Google Book Scanning Tech Stripped Bare

January 8, 2010

The Google seems to be sitting back and letting some wizards in Japan explain how Google scanning works. Patent documents don’t make much sense to my dad. If you have access to universities participating in a Google Books scanfest, you have a shot at seeing what happens. Oxford University’s a good place to start in my opinion. If you are not in that part of England or another university on board with the Google, you can read “Google’s Book Scanning Technology.” For me the most interesting comment was:

Researchers Nakashima, Watanabe, Komuro, and Ishikawa of the University of Tokyo have published an article fully explaining and providing pictures of a system nearly identical to that in Google’s patent. It is not clear whether the Japanese researchers or Google came up with the idea first, but the University of Tokyo article does an excellent job of explaining the book scanning technology.

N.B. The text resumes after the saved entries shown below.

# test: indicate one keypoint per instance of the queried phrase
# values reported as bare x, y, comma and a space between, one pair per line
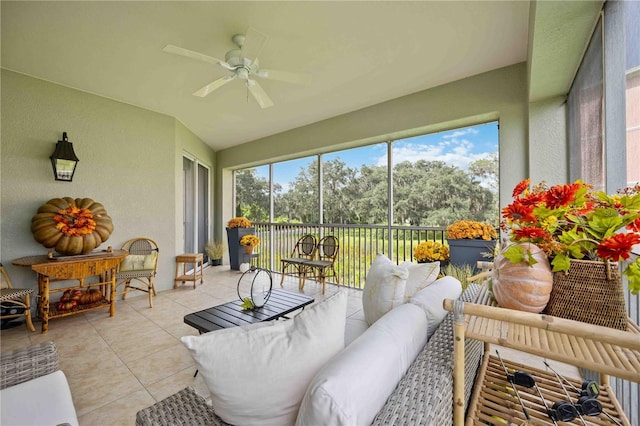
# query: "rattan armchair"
323, 267
138, 269
304, 251
16, 302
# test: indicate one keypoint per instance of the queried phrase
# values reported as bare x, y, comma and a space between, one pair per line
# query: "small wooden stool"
186, 258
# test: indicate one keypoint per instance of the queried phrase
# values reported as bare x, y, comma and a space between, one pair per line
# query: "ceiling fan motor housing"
234, 57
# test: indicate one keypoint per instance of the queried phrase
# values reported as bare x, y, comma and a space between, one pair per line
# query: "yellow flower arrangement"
249, 240
239, 222
431, 251
472, 230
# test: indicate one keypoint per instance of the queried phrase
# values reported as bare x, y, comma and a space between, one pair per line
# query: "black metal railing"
359, 245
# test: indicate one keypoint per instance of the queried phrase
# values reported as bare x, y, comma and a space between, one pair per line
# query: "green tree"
252, 195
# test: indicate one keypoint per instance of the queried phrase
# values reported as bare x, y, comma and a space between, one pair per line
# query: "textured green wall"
130, 161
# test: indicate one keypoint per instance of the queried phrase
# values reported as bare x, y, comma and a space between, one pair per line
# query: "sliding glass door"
195, 205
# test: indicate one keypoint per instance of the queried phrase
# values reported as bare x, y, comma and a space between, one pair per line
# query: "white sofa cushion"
383, 289
354, 386
257, 374
45, 400
420, 276
430, 300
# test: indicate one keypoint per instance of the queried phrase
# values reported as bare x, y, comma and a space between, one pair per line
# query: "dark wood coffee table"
230, 314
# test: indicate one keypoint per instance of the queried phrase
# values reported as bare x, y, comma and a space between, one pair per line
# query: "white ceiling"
360, 53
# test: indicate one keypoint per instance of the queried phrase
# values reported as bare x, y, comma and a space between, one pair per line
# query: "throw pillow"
258, 374
430, 300
383, 289
420, 276
355, 384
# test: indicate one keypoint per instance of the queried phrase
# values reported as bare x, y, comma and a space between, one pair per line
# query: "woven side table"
185, 259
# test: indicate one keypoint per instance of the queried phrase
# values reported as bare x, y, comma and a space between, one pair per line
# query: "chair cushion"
355, 384
258, 374
383, 289
45, 400
420, 276
431, 297
139, 261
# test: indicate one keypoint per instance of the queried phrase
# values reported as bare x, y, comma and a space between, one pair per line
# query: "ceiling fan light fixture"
234, 57
242, 73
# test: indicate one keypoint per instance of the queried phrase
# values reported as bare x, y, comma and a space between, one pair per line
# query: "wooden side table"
189, 258
102, 265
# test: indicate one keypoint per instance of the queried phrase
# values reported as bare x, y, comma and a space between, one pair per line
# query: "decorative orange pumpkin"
520, 286
71, 226
90, 296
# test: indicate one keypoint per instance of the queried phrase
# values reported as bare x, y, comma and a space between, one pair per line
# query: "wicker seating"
303, 251
422, 397
21, 365
16, 302
33, 389
323, 267
138, 270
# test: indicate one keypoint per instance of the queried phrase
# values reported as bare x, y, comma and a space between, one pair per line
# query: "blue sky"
458, 147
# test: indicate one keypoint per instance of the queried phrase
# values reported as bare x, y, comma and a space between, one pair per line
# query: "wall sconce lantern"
64, 160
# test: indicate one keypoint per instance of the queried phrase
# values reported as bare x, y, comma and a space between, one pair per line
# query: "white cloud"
458, 133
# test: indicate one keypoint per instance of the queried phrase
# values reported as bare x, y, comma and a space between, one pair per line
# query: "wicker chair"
323, 266
303, 251
16, 302
138, 270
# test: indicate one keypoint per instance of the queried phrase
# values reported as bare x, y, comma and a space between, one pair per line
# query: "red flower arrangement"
572, 221
74, 221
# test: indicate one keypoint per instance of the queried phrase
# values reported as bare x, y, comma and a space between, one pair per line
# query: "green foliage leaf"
247, 304
560, 263
633, 274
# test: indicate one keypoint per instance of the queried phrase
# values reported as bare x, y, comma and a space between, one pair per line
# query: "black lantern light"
64, 160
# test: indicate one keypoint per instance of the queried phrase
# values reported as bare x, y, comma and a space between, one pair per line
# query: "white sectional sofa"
409, 383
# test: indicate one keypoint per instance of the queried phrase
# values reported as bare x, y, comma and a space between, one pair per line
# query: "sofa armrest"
27, 363
424, 396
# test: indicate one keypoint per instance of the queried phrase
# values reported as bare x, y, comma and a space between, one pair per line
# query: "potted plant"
215, 251
585, 233
249, 242
469, 241
237, 228
431, 251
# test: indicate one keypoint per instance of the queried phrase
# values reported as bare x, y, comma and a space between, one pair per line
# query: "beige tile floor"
118, 365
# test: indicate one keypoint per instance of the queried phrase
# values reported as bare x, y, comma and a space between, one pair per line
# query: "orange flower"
518, 211
572, 221
561, 195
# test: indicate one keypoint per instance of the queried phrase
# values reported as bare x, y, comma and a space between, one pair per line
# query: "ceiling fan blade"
216, 84
253, 43
170, 48
259, 94
286, 76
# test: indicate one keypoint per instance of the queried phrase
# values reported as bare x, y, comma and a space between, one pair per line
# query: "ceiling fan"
243, 64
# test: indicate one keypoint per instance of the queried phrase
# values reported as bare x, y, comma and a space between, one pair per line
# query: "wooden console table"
601, 349
78, 268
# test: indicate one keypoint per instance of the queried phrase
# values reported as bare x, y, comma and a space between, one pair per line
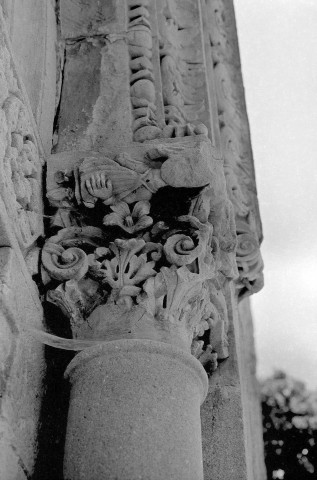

I quite like the phrase “came up with the idea first.”

My thoughts:

  1. This article may make clear to those in the publishing business exactly what resources the Google Book project has commanded. I am not sure that the Google will back down or even slow its scanning. Too much skin in the game.
  2. The method for dealing with distortion is math centric. Big surprise. What’s interesting in the patent documents is how much math. I don’t think most publishers have had an appreciation of what Google math can do. A lot in  my opinion.
  3. The article does not make too much of speed. My blundering around uncovered some data that suggest the Google method zips along at an order of magnitude or three faster than more traditional systems. If you are not up to speed on the throughput of systems like those in use at the former UMI, the notion of scanning speed won’t make much sense. In a word, fast—the Google scans, corrects, blasts to disc, and links metadata without dragging its high heeled sneakers.

Worth a quick read in my opinion. You get pictures and even a video.

Stephen E. Arnold, January 8, 2010

I must reveal that I am not a PR shill, a paid writer, or even much of a waterfowl in winter. I will report this sad state of affairs to those who think I am a public relations flack and, of course, to the Rural Housing Service, a fine group monitoring blogs from Kentucky.